Wednesday, September 3, 2014

Now streaming on Netflix: the remarkable gay-themed Taiwanese/Korean film Will You Still Love Me Tomorrow

A lush score. Beautiful cinematography. Stunning moments of magical realism. Infused with sharp wit and irony, without cynicism. A delight from the first frame until the last, AKSARBENT thinks Arvin Chen's Will You Still Love Me Tomorrow is 2013's best film of gay interest.
     Chen is a director raised in the the U.S. and he has made the film that is everything that Brokeback Mountain director Ang Lee's first gay film, The Wedding Banquet, wasn't.
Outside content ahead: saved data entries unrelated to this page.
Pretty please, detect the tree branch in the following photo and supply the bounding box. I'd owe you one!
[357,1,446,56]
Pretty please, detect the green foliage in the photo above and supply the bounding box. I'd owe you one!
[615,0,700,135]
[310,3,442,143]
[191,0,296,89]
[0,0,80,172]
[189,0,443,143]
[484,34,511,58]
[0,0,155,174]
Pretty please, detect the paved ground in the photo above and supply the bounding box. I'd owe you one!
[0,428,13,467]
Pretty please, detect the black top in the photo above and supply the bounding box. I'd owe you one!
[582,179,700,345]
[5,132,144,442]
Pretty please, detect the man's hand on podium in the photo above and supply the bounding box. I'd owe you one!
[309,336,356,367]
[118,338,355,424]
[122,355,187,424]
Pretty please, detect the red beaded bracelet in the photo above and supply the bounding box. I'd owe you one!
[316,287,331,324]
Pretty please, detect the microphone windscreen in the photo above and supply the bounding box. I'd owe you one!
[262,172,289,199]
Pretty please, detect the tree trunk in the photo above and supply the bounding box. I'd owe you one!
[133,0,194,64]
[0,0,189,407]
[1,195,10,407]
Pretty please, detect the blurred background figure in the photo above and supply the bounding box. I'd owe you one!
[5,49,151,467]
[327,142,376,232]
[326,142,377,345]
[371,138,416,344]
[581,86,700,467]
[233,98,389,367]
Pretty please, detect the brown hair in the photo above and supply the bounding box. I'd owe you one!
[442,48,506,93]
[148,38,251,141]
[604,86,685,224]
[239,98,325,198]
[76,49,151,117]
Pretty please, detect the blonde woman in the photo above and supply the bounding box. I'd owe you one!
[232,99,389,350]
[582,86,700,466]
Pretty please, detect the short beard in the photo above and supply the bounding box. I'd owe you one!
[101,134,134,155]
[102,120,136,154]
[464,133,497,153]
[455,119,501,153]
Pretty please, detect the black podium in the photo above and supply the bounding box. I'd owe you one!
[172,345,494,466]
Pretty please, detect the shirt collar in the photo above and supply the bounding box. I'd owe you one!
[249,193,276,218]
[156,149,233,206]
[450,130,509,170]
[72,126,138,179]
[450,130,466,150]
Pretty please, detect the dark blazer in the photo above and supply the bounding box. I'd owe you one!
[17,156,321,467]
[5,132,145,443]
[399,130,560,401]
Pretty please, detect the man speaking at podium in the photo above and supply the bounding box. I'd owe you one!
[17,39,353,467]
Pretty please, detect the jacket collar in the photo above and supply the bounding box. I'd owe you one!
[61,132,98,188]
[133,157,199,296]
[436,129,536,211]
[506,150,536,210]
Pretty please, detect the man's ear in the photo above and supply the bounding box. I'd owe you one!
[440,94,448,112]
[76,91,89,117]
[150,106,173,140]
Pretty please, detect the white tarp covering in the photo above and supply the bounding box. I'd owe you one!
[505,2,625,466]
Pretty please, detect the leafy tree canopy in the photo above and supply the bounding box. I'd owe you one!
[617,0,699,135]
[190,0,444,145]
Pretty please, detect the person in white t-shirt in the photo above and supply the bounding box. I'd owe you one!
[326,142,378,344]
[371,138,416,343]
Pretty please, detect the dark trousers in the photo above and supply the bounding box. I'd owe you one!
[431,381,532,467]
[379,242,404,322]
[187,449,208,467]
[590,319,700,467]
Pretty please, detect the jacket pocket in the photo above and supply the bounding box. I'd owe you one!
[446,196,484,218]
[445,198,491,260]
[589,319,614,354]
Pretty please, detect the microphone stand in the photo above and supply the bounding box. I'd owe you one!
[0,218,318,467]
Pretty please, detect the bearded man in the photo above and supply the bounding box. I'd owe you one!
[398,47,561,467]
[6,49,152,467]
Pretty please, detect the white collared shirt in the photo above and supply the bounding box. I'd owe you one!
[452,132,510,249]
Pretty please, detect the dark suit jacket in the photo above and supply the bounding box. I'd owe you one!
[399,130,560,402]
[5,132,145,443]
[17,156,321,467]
     The two trailers below seem to depict two different films, a common ploy used to sell a film to different demographic groups, but in the case of Will You Still Love Me Tomorrow, neither trailer misrepresents this well-made, multi-layered and immensely satisfying movie.
     The film further burnishes the status of the Carol King/Gerry Goffin evergreen as one of the greatest pop songs of the 20th Century. Covered by an astonishing variety of artists, the standard's enduring popularity never seems to wane — it just waxes.
     (Wikipedia erroneously says Will You Still Love Me Tomorrow was the first #1 song by a girl group, a preposterous claim busted by Wiki's own entry for the Andrews Sisters.)